Father De Smet was a major figure in the development of the American West. Born in Belgium, he moved to America to become a missionary. He first made his mark in Iowa, by brokering a peace deal between the Potawatomi and Sioux tribes in Iowa. Eventually he set out for the Northwest to minister to the Flathead tribe. Later, in South Dakota, he would oversee a treaty between the Sioux, under Sitting Bull, and the US government’s Peace Commission. The treaty was supposed to guarantee Lakota ownership of the Black Hills, as well as hunting rights in the surrounding area. And we all know how that turned out: unmitigated success! Still, however influenced by his times (duh), DeSmet seems to have been a sincere ally of the native people he worked among.
But back to Cataldo. It’s a simple site to tour: For $4, you get access to the mission building, along with a nearby parish house and a visitors’ center. You can also stroll around the surrounding grounds. The whole experience takes less than an hour, and that’s if you really linger. It’s worth a stop — and even a linger, if you have the time.
An Italian-born Jesuit named Antonio Ravalli modeled the building after the great cathedrals of his home country. The construction itself — completed by the Jesuits and Couer d’Alenes working together — is notably local and make-do: huge beams, cut on site, were connected by wooden pegs. Saplings were woven in, and then a mixture of grass and mud was spackled in and left to dry. The walls are almost a foot thick.
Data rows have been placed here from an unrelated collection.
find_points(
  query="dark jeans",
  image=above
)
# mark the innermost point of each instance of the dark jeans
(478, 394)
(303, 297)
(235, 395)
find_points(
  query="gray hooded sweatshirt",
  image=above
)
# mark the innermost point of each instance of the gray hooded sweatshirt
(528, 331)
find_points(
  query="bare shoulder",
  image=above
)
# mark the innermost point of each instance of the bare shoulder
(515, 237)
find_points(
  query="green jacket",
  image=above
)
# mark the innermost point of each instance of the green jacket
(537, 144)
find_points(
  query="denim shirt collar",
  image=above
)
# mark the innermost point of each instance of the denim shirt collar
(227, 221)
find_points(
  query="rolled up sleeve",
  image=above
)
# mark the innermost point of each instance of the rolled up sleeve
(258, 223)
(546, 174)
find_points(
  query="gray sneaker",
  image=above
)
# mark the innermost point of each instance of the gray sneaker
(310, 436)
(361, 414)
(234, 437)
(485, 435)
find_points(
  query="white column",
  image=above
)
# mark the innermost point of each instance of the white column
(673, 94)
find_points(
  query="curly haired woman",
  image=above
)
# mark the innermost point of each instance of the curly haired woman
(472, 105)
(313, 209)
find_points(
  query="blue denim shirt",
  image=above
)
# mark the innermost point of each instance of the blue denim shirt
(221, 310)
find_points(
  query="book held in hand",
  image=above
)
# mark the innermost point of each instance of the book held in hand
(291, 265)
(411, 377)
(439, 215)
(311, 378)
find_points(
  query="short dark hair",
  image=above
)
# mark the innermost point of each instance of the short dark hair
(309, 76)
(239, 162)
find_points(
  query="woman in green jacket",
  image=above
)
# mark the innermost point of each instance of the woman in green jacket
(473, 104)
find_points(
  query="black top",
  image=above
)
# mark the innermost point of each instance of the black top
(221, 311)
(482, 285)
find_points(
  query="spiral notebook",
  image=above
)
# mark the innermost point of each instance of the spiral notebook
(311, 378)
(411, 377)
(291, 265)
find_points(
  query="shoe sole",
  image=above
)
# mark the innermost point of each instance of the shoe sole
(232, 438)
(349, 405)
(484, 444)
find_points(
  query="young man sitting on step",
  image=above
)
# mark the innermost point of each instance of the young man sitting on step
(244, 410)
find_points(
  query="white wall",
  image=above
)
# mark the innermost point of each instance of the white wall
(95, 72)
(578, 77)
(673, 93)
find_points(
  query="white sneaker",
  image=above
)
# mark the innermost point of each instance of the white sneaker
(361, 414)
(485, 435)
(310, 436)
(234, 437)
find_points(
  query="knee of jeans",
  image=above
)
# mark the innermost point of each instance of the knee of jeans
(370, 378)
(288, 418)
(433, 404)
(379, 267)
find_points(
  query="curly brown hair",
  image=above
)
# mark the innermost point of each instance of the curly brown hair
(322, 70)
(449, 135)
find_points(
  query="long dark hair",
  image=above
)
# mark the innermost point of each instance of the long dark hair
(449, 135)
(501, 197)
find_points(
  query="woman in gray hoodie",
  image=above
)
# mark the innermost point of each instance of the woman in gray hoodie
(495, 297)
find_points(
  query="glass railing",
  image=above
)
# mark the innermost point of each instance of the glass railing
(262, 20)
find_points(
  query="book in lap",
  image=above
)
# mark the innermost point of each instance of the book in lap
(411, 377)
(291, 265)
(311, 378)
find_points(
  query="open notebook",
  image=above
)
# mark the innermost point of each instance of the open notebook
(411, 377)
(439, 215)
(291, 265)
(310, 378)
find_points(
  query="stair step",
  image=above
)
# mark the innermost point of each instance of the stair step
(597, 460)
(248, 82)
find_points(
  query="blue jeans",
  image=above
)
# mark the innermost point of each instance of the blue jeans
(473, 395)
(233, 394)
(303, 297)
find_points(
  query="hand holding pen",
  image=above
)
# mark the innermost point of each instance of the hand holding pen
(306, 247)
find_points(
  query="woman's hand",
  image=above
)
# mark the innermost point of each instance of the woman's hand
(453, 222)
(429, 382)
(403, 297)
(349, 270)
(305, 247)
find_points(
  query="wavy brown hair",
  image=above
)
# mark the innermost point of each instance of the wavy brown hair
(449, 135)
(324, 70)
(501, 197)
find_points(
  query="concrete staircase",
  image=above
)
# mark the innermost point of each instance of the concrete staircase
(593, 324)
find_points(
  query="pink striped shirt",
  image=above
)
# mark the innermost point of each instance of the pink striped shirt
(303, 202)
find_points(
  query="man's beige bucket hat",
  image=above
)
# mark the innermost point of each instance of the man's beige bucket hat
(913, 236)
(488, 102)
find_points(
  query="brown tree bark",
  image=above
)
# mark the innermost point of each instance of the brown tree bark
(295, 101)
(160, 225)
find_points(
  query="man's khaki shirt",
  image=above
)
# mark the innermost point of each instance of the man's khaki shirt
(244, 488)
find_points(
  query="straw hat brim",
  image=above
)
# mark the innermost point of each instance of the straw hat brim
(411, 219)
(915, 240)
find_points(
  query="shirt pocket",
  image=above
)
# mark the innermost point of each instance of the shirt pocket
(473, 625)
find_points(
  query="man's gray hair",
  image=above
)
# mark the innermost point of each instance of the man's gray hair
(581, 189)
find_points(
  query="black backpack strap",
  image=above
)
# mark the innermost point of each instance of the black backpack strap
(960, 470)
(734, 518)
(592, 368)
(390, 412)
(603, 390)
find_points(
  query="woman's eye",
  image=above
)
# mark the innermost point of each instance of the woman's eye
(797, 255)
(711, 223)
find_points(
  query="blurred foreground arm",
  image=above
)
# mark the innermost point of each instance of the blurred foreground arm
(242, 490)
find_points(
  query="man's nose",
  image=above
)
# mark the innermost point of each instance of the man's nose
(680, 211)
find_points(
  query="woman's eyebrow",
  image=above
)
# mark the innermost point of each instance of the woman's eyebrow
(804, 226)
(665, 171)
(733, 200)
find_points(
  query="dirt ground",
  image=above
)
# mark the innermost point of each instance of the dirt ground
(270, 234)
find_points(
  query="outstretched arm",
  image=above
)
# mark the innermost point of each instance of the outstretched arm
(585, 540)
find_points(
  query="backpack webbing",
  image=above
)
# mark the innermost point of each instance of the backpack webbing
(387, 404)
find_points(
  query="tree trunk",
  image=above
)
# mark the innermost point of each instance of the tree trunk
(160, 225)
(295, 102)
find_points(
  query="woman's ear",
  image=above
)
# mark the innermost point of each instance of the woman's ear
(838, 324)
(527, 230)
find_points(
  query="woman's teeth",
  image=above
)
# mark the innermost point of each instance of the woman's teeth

Ravalli’s original design may have been European, but the materials and spirit of the place are thoroughly American. Ravalli used tin cans to replicate chandeliers, and treated wood so it resembled marble. The walls were “papered” in fabric from the Hudson’s Bay Company (which is still around, and manufactures these classic blankets). Intricately cut and painted wood details the whole ceiling. The whole place has the look of skillfully crafted homespun improvisation, and it’s gorgeous.
Frankly, I’d love to attend church at Cataldo Mission. But it’s almost as good to just stop by and admire it on a peaceful autumn weekday.